Thursday, February 16, 2006

The Saddam Tapes.

Transcripts for last night's Nightline regarding the Saddam tapes are here.

ABC News obtained the tapes from Bill Tierney, a former member of a United Nations inspection team who translated the tapes for the FBI. Tierney said the U.S. government is wrong to keep these tapes and others secret from the public. "Because of my experience being in the inspections and being in the military, I knew the significance of these tapes when I heard them," says Tierney. U.S. officials have confirmed the tapes are authentic, and that they are among hundreds of hours of tapes Saddam recorded in his palace office.
[. . .]
One of the most dramatic moments in the 12 hours of recordings comes when Saddam predicts -- during a meeting in the mid 1990s -- a terrorist attack on the United States. "Terrorism is coming. I told the Americans a long time before August 2 and told the British as well ... that in the future there will be terrorism with weapons of mass destruction." Saddam goes on to say such attacks would be difficult to stop. "In the future, what would prevent a booby-trapped car causing a nuclear explosion in Washington or a germ or a chemical one?" But he adds that Iraq would never do such a thing. "This is coming, this story is coming but not from Iraq."


It goes on:

Also at the meeting was Iraq's Deputy Prime Minister Tariq Aziz, who said Iraq was being wrongly accused of terrorism. "Sir, the biological is very easy to make. It's so simple that any biologist can make a bottle of germs and drop it into a water tower and kill 100,000. This is not done by a state. No need to accuse a state. An individual can do it."
The tapes also reveal Iraq 's persistent efforts to hide information about weapons of mass destruction programs from U.N. inspectors well into the 1990s . In one pivotal tape-recorded meeting, which occurred in late April or May of 1995, Saddam and his senior aides discuss the fact that U.N. inspectors had uncovered evidence of Iraq's biological weapons program--a program whose existence Iraq had previously denied.
At one point Hussein Kamel, Saddam's son-in-law and the man who was in charge of Iraq's weapons of mass destruction efforts can be heard on the tapes, speaking openly about hiding information from the U.N.
"We did not reveal all that we have," Kamel says in the meeting. "Not the type of weapons, not the volume of the materials we imported, not the volume of the production we told them about, not the volume of use. None of this was correct." Shortly after this meeting, in August 1995, Hussein Kamel defected to Jordan, and Iraq was forced to admit that it had concealed its biological weapons program. (Kamel returned to Iraq in February 1996 and was killed in a firefight with Iraqi security forces.)
Rep. Pete Hoekstra, R-Mich., chairman of the House Intelligence Committee, says the tapes are authentic and show that "Saddam had a fixation on weapons of mass destruction and he had a fixation on hiding what he was doing from the U.N. inspectors."
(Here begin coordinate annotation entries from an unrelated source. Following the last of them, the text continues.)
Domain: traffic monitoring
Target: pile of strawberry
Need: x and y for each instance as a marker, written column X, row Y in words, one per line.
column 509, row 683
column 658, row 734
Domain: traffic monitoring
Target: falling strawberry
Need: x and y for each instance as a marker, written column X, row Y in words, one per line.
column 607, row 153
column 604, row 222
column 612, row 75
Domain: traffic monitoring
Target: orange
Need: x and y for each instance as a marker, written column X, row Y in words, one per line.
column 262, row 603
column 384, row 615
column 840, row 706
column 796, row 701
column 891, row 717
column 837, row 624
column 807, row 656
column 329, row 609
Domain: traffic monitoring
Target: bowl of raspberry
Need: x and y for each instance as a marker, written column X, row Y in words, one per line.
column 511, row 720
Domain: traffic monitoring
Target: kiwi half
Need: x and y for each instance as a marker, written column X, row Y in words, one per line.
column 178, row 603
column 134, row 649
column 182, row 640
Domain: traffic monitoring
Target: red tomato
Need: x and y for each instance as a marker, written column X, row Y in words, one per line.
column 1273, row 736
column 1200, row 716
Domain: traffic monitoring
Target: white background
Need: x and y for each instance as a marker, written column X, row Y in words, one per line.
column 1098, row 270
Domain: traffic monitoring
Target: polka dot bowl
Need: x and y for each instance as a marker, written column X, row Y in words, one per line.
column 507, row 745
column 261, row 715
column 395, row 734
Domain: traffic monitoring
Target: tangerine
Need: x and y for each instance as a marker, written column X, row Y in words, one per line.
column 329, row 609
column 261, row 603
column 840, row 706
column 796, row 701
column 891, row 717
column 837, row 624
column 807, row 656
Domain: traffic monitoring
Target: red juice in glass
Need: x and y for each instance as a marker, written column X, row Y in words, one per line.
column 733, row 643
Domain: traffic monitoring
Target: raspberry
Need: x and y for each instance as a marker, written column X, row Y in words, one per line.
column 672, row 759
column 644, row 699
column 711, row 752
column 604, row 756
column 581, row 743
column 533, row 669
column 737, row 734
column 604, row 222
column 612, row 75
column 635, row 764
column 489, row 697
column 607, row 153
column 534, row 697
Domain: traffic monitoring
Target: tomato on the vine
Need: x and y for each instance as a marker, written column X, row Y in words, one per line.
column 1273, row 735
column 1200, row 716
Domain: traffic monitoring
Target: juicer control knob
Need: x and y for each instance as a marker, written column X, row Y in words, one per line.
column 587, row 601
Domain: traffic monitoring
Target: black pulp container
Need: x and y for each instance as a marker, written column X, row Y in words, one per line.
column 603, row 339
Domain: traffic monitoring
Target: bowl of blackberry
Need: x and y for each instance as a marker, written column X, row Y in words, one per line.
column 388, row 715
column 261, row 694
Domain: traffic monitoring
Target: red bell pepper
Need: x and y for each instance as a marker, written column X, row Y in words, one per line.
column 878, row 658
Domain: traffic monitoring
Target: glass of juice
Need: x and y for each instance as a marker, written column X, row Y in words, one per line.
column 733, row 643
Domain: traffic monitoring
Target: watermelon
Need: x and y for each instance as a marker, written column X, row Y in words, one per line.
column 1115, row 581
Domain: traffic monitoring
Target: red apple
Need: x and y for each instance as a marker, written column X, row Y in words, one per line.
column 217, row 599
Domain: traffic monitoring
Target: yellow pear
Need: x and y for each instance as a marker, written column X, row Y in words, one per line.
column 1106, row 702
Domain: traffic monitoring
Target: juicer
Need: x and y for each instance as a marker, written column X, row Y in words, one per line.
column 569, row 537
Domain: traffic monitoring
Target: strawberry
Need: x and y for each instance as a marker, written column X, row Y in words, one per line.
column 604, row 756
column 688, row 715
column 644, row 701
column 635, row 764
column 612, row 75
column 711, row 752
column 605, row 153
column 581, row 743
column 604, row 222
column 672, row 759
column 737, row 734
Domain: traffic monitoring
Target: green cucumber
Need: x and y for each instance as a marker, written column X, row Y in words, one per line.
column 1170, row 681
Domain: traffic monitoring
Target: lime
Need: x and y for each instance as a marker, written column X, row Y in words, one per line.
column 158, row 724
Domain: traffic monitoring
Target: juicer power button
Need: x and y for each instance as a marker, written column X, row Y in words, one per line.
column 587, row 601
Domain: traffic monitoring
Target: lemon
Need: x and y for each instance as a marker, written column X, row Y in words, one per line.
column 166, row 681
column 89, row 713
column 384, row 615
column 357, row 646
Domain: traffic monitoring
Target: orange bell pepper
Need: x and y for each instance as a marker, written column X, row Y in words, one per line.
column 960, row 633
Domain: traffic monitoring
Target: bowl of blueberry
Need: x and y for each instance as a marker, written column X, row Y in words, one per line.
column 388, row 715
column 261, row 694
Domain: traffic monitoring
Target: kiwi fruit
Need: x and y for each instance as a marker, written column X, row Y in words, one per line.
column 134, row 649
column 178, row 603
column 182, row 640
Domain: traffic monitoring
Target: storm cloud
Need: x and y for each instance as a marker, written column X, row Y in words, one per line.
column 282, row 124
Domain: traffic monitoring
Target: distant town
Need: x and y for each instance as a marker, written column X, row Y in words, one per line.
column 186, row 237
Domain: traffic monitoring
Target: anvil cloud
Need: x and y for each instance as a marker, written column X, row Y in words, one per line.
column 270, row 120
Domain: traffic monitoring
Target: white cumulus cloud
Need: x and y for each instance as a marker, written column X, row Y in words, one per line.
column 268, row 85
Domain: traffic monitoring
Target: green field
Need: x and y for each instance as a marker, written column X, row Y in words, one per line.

I don't think the tapes reveal anything that reasonable people didn't already know. The one question that no one seems to be asking is how Saddam was so sure that terrorism was coming to the United States?

The tapes do not tell us why they were so determined to hide information for UN inspectors either. If you have nothing to hide, why do this?

via Redstate

As Redstate reminds us:

...the tapes remind us why the world believed Saddam was so dangerous back in the days before the main stream press and looney left started their campaign to revise history with the Bush lied meme.